By Melissa Maerz
Spin, July 2005
15:
Liz Phair
Exile in Guyville
Matador, 1993
When indie-minded label execs went searching for America, Liz Phair told them, “You’re looking at it, babe.” An upwardly mobile slacker who taught herself to play guitar, the 5’2″ Midwesterner stood for something unmistakably patriotic: the idea that an artist who defended her DIY ideals never had to apologize for wanting to make shitloads of money. In fact, she boldly cashed her first Matador check at the expense of those who popularized that dream: Guyville was a song-by-song response to the Rolling Stones’ Exile on Main St. and a direct missive against the Chicago scenesters who treated her like a band girlfriend. “My record was a literal deconstruction of the male rock paradigm,” Phair says. “Plus, I could barely play guitar or sing, which was very fetching back then.”

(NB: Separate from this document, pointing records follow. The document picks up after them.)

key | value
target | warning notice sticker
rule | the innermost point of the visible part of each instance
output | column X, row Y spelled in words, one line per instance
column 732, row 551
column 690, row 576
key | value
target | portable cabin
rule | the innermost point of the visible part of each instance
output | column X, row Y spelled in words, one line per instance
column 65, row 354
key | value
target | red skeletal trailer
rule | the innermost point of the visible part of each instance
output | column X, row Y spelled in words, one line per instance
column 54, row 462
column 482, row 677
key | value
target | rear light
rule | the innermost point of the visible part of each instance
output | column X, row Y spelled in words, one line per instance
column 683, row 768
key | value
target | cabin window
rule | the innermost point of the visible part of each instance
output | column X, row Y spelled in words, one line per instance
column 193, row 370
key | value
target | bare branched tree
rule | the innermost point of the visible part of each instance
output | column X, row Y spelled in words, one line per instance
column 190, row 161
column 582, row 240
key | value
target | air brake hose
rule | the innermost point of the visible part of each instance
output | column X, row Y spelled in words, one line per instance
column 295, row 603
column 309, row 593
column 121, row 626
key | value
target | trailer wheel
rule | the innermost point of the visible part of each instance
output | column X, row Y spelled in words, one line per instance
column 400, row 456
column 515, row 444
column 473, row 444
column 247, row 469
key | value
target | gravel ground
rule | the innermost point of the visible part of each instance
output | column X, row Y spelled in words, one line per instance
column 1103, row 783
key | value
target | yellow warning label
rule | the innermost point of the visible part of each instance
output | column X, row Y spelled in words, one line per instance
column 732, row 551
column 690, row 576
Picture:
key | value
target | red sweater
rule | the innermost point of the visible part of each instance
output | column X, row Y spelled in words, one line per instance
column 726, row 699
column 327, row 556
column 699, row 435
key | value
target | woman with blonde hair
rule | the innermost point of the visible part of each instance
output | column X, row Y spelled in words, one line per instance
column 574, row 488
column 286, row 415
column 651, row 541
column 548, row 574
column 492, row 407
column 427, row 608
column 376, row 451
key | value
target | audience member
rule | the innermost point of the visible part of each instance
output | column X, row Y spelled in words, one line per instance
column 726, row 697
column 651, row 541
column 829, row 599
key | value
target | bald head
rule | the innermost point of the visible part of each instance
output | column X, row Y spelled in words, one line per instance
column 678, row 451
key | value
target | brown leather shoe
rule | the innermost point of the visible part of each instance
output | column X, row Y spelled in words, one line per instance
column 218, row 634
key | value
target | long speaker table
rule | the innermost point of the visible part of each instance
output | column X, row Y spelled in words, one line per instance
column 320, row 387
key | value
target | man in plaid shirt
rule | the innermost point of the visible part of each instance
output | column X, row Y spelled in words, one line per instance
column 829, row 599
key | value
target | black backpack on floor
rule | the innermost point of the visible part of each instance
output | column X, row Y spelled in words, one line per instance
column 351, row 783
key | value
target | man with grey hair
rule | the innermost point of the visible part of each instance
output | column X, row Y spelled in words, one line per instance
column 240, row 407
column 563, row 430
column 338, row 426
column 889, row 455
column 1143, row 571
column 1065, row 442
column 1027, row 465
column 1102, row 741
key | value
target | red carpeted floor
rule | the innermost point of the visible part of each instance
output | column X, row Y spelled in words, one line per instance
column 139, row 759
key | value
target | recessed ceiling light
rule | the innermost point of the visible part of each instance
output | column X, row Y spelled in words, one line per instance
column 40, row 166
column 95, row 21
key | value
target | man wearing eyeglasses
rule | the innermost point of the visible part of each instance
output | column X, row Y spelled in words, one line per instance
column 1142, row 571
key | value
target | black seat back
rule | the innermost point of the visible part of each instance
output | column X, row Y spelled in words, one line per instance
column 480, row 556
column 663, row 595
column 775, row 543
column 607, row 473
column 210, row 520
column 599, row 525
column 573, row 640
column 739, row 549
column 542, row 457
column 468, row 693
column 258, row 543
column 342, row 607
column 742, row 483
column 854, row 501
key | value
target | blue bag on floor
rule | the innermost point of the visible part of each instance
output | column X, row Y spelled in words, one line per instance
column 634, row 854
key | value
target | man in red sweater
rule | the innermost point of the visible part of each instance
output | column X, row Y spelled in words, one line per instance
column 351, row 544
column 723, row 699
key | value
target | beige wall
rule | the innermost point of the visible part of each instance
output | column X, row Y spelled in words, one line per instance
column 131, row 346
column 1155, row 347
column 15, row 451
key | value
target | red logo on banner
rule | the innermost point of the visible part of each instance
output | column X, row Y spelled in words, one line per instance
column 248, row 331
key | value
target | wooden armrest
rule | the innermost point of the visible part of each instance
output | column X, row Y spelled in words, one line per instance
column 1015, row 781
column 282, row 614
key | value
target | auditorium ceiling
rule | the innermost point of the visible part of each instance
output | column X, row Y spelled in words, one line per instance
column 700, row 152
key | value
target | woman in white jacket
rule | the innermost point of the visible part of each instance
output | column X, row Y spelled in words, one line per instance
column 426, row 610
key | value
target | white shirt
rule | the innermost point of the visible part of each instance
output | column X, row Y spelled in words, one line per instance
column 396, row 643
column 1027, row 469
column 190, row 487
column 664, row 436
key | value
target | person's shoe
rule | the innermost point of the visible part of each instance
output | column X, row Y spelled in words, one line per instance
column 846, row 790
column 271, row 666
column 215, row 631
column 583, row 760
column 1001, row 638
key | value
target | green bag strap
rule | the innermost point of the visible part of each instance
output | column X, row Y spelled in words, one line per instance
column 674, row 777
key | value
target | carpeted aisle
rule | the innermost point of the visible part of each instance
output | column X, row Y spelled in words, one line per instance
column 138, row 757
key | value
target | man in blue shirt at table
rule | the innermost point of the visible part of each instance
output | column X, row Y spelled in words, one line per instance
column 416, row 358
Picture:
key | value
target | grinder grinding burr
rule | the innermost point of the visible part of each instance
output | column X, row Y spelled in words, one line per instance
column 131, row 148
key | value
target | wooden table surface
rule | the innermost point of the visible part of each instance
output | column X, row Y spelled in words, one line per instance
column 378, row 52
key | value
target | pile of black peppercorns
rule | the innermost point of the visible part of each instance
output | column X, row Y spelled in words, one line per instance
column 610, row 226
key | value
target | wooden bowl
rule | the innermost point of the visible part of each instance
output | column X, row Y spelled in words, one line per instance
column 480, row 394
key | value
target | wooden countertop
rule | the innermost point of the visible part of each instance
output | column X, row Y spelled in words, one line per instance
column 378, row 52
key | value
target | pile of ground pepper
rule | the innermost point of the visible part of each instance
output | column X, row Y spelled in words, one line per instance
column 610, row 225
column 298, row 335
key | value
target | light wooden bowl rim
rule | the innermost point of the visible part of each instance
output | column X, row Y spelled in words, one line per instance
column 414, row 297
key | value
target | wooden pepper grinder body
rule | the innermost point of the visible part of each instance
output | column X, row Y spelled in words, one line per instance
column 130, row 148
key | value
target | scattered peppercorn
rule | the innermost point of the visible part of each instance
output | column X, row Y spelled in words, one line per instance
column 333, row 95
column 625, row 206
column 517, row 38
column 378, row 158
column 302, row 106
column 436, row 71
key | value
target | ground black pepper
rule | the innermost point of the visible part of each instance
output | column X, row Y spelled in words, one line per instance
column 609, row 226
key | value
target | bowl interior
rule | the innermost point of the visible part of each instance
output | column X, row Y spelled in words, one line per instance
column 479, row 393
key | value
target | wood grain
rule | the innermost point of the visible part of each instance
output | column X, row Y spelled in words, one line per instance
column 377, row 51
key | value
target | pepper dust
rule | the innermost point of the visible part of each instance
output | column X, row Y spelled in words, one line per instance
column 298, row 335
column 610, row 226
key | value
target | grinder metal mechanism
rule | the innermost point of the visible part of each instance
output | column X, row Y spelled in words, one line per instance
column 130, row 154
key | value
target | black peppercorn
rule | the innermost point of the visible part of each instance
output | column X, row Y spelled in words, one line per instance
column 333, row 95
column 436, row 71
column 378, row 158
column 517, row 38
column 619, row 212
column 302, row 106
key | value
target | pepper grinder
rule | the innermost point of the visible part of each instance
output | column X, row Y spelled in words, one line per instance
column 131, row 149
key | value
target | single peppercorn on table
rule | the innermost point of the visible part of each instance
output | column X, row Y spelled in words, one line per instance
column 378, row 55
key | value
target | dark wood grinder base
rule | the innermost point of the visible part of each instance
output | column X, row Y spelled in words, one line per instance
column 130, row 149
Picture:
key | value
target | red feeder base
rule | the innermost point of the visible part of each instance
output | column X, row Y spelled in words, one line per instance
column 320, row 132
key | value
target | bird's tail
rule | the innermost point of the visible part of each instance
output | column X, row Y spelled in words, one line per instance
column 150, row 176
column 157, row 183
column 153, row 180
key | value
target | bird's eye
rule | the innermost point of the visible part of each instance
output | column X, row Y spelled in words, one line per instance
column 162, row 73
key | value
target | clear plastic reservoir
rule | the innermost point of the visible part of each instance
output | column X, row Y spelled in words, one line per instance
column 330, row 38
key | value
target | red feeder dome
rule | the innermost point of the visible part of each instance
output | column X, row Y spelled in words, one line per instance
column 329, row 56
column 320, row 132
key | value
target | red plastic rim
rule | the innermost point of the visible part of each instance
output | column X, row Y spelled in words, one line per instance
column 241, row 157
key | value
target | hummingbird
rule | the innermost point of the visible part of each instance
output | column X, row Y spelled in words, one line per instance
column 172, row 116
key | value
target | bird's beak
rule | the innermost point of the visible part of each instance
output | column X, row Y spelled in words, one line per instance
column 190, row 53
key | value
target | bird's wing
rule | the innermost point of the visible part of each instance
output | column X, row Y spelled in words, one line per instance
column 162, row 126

Guyville’s untrained musicianship and antistructuralist arrangements sounded like a form of social protest, and Phair’s lack of techie-speak chops became a creative advantage in the studio. “Since Liz was a painter, she would use visuals to describe the sound she wanted,” recalls producer Brad Wood. “The main guitar on ‘Mesmerizing’ was supposed to sound dark brown.” With short-circuiting amp buzz and muddy strumming doodled in the margins of each song, Guyville was a commercial success that sounded as if it came from a psychological underground — from the id of a “blowjob queen” whose idea of gender equality was a man who would “circle the cherry” in return. The album was, in other words, one big secret unearthed onto alt-rock’s expanding Main Street, made all the more subversive by the Rolling Stones never acknowledging its existence. Says Phair: “I think they think I did something bad.”